Other members are Preston Martin, a former vice chairman of the Federal Reserve Board and former Federal Home Loan Bank Board chairman; corporate attorney Gerald Parsky, and California real estate attorneys Larry Thrall and Roy Doumeni.

They claim to have lost the $210 million they had invested in Western Federal since merging it in 1988 with a failed thrift held by the federal government. That sum includes $120 million held by the thrift on Friday.

The OTS had instructed Western Federal to raise its risk-based capital levels to 9% from the 4.7% it reported at the end of the first quarter. The regulators also demanded that Western Federal raise its core capital to 5% from 2.2%.

Mr. Martin said the investors would have had to raise $150 million to comply.

Instead, Western Federal proposed breaking off about $1 billion of its assets into a "good bank," which Mr. Martin said would serve primarily as a community lender for Southern California minority neighborhoods.

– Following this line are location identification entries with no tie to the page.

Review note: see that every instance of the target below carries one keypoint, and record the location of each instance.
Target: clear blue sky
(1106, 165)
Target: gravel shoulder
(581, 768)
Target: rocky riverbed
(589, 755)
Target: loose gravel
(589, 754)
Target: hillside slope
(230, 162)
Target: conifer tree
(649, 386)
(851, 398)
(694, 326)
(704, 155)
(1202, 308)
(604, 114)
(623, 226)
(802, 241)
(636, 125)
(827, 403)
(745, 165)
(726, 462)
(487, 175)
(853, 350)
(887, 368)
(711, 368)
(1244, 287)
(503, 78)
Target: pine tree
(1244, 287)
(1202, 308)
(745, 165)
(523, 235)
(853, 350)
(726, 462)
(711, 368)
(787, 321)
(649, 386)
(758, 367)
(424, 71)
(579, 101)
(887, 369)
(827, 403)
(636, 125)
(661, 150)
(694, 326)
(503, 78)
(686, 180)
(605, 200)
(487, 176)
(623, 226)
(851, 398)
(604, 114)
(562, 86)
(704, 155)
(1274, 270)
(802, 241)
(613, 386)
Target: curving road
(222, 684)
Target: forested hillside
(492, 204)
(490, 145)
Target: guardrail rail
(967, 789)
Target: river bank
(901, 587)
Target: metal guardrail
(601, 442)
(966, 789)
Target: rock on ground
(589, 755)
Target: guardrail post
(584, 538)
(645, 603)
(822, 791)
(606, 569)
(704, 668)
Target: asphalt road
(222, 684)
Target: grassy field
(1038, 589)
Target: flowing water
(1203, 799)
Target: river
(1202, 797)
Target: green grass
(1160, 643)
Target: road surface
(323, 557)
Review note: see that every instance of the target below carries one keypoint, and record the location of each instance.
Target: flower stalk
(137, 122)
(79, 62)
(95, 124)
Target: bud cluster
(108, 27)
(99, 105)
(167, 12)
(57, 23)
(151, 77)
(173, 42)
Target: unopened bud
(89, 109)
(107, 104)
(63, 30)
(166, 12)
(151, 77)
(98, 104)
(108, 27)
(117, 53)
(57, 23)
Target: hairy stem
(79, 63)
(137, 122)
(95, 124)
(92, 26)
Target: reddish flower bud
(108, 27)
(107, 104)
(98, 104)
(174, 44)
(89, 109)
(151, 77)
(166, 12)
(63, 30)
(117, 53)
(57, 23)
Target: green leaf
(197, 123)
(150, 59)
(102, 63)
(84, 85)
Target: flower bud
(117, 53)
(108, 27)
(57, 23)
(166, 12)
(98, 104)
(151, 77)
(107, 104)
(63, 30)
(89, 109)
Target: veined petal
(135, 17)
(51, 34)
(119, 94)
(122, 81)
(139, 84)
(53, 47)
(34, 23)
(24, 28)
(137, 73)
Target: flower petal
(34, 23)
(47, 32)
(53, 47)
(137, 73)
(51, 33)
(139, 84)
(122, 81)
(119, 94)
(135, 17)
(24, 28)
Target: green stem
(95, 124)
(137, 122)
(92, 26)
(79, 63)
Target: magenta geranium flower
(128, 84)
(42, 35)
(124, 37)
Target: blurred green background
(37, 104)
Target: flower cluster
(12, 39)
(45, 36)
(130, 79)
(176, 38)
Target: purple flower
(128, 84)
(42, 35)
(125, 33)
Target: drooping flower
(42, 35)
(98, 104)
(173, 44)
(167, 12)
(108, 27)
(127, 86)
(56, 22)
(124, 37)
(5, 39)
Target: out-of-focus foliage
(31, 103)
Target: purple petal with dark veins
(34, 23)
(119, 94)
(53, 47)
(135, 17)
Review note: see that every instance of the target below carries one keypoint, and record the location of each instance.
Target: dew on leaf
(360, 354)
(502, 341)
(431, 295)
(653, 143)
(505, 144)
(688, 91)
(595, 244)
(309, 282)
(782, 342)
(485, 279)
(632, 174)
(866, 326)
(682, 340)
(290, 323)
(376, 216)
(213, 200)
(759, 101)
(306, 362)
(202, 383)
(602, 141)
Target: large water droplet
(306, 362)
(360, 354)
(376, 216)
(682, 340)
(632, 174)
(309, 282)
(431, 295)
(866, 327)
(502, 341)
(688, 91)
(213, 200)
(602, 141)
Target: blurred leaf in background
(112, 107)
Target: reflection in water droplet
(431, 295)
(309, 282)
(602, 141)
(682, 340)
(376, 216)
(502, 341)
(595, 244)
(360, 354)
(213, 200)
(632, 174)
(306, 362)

The remaining $3 billion in assets would become a "bad bank" whose sole purpose would be to be liquidated.

Accord with Government

The investors group signed an agreement in 1988 with the Federal Savings and Loan Insurance Corp. and the Bank Board to acquire Western Federal and merge it with Bell Savings and Loan, a failed thrift.

Under the agreement, the agencies told investors they would treat the new Western Federal as if it were in capital compliance and allow it to grow its way out of its problems, Mr. Martin said.

A year later, Congress passed a law that changed the rules, the Financial Institutions Reform, Recovery, and Enforcement Act of 1989.

Lawsuit Against Government

As a result of the legislation, the partnership sued the government, charging breach of contract. Mr. Martin said the litigation would continue.

"Once FIRREA was passed and instead of growing, we had to shrink, then our opportunity to put earning assets on the books" came to an end, Mr. Martin said.

Separately, the OTS also on Friday closed Vista Federal Savings Association, a $94 million-asset thrift in Canoga Park, Calif. The RTC said it had approved paying off insured depositors and began making payments last weekend.